In Ann Arbor, Mich., a group of parents said the city’s public school leaders should follow the CDC guidance and commit to reopening classrooms in some form, given local conditions.
“These guidelines balance the risks of COVID-19 exposure with the mental health risks and deterioration of educational performance caused by keeping children away from school,” the parents stated in the mid-February letter. They said they believed the Ann Arbor district was putting too little weight on children’s mental health and academic achievement. (The school board subsequently asked the superintendent to craft a plan to maintain virtual learning for most students.)
On the other hand, unions in places where schools are largely if not entirely remote, such as Portland, Ore., and Seattle, have said the CDC guidance validates their positions about what schools should do to resume in-person learning en masse.
“I think it’s actually emboldening local union actions,” said Lake, of CRPE.
I don’t think it would have mattered, whatever they came out with, people would have criticized it.
Education usually gets little attention in national politics, but the scrutiny the pandemic has brought to schools has altered that calculus.
Just as Democrats excoriated Trump’s approach to reopening schools during the 2020 election, GOP leaders are using the issue to attack Biden and gain leverage in advance of the 2022 election as they seek to win over suburban voters.

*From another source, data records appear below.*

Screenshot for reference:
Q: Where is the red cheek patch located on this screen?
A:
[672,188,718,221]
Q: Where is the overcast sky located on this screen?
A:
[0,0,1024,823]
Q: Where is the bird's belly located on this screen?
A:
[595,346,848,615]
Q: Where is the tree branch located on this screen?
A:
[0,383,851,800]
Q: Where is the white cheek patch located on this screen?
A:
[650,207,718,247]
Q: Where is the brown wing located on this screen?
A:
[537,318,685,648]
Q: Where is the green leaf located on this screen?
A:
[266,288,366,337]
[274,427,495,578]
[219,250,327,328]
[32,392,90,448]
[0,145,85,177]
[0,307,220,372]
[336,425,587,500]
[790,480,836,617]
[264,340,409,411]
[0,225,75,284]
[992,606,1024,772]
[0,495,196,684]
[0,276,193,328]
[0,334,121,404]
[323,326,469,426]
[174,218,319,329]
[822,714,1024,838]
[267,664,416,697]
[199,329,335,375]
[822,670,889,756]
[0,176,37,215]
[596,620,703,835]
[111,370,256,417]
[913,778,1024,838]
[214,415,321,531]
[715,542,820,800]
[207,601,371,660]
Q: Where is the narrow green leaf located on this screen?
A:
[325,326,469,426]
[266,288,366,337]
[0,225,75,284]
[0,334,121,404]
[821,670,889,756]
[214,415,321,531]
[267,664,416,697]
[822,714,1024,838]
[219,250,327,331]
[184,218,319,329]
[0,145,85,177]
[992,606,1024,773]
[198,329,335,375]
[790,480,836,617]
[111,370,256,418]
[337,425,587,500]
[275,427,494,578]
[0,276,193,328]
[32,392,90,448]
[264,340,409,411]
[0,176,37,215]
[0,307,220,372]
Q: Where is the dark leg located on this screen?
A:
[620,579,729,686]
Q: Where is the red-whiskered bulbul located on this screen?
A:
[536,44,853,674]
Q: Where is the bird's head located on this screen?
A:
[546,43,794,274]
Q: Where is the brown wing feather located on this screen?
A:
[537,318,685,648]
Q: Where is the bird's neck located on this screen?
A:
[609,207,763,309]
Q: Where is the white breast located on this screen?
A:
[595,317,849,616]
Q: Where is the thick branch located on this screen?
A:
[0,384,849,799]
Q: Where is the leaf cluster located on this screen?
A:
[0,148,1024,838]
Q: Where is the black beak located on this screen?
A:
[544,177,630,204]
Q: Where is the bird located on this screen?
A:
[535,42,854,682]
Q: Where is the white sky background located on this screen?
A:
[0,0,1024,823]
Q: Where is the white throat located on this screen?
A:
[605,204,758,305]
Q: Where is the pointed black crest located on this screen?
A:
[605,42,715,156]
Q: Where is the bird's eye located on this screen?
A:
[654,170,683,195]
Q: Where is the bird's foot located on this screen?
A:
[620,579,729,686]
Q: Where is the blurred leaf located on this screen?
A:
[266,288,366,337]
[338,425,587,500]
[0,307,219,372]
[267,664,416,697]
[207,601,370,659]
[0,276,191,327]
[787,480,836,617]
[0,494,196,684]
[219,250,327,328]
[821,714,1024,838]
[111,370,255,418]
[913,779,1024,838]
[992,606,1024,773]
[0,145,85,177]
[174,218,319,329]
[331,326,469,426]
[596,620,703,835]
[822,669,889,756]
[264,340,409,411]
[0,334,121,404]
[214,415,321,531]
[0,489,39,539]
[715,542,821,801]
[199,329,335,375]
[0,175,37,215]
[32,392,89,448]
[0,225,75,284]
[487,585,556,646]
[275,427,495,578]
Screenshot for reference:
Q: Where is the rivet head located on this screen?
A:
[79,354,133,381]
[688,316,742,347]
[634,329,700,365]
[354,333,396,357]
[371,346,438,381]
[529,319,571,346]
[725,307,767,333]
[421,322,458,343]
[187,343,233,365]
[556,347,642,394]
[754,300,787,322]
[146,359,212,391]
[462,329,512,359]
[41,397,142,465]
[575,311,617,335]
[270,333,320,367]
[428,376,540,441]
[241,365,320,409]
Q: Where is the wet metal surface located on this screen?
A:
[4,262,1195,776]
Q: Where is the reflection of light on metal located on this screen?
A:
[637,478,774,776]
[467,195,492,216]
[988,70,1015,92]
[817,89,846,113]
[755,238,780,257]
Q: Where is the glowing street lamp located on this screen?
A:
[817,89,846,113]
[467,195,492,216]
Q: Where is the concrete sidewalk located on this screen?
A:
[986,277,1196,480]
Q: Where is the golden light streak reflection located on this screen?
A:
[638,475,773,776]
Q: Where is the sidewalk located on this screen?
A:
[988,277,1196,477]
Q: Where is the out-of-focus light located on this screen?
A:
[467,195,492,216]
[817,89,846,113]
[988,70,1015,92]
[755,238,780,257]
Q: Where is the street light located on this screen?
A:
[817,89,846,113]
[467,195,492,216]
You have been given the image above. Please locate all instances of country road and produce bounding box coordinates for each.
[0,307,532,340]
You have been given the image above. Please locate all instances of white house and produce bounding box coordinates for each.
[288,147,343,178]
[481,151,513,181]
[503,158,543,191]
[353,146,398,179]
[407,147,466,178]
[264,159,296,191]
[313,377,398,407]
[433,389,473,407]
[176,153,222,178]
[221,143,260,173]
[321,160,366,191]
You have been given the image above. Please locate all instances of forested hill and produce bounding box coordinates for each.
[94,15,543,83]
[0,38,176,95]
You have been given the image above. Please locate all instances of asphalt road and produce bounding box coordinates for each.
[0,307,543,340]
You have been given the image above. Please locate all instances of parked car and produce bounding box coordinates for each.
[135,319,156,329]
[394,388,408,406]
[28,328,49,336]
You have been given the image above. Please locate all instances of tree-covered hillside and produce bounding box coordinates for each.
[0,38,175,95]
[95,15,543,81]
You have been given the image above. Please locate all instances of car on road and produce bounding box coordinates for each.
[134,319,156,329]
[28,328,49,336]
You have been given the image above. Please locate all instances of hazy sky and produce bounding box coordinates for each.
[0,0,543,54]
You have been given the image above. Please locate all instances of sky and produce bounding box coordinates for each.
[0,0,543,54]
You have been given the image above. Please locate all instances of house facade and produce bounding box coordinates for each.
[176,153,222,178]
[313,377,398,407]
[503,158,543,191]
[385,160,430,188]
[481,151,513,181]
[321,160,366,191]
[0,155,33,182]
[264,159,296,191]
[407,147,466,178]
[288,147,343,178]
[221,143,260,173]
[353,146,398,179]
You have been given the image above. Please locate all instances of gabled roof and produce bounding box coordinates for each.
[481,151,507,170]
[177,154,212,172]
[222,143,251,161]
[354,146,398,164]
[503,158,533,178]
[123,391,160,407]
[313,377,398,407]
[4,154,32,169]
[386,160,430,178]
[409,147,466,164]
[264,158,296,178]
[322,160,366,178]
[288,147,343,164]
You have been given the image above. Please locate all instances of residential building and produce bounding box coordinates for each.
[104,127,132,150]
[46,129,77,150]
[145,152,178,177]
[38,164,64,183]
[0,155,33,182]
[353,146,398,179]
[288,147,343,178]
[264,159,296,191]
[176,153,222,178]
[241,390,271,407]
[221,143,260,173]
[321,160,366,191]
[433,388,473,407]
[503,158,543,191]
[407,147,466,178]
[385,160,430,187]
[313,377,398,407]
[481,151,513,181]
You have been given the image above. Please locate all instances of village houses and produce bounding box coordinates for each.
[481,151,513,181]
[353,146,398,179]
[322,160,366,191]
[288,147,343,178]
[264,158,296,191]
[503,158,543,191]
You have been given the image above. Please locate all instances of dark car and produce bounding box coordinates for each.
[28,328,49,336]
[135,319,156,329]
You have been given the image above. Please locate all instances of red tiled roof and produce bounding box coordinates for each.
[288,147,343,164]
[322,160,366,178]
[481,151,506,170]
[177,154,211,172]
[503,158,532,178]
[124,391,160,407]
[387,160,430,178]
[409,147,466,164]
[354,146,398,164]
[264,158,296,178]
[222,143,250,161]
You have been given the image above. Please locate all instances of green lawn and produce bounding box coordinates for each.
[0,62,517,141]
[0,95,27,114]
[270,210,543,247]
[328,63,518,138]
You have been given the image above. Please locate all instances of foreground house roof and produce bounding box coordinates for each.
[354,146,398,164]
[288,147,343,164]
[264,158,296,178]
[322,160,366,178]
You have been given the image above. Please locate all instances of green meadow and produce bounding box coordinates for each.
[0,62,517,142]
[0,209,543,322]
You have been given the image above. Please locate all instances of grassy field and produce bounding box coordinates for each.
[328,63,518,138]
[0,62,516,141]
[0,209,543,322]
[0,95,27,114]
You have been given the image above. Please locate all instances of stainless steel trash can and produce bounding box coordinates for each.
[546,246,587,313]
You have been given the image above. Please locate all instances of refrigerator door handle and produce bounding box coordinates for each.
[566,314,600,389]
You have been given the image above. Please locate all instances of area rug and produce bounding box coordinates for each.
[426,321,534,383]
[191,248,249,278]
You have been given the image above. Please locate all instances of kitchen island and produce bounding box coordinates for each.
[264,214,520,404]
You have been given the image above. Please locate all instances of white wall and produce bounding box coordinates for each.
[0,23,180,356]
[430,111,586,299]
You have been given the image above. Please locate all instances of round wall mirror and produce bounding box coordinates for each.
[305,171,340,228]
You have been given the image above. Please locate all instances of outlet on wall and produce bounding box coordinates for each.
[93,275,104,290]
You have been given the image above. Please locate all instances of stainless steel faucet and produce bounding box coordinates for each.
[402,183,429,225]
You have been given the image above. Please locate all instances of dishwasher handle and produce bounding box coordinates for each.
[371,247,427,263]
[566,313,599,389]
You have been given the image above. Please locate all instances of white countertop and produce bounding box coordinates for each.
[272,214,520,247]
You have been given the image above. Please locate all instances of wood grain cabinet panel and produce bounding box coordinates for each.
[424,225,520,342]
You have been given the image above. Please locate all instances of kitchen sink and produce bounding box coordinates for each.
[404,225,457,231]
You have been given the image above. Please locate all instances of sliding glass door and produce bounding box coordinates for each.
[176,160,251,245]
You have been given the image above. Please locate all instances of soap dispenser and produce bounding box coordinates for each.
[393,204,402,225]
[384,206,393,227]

Newly elected Sen. Raphael Warnock, D-Ga., who is up for reelection in 2022, has already been targeted by one such ad focusing on schools. House Republicans are also stressing the issue.
GOP senators have also criticized Biden and other Democratic leaders for, in their view, being more interested in protecting teachers’ unions than students shut out of school buildings.
While linking national elections to Biden’s actions could prove tenuous or ephemeral, Valant, of Brookings, said school closures “can change real implications for local politics and can draw out a lot of people who might not have engaged in the political process.” It might become a key issue in local school board races.
Ultimately, the media furor over Biden’s rhetorical handling of the issue boils down to “Beltway chatter,” Dorn of ASU said.
“If you are in suburban Atlanta or suburban Philadelphia and your kids are going to school in the fall of 2022 … what are you going to pay attention to?” Dorn . He added that voters will likely say, “‘My kids are in school. I don’t have to worry about a pandemic. Do I have a job?’ Those are the things that are going to matter.”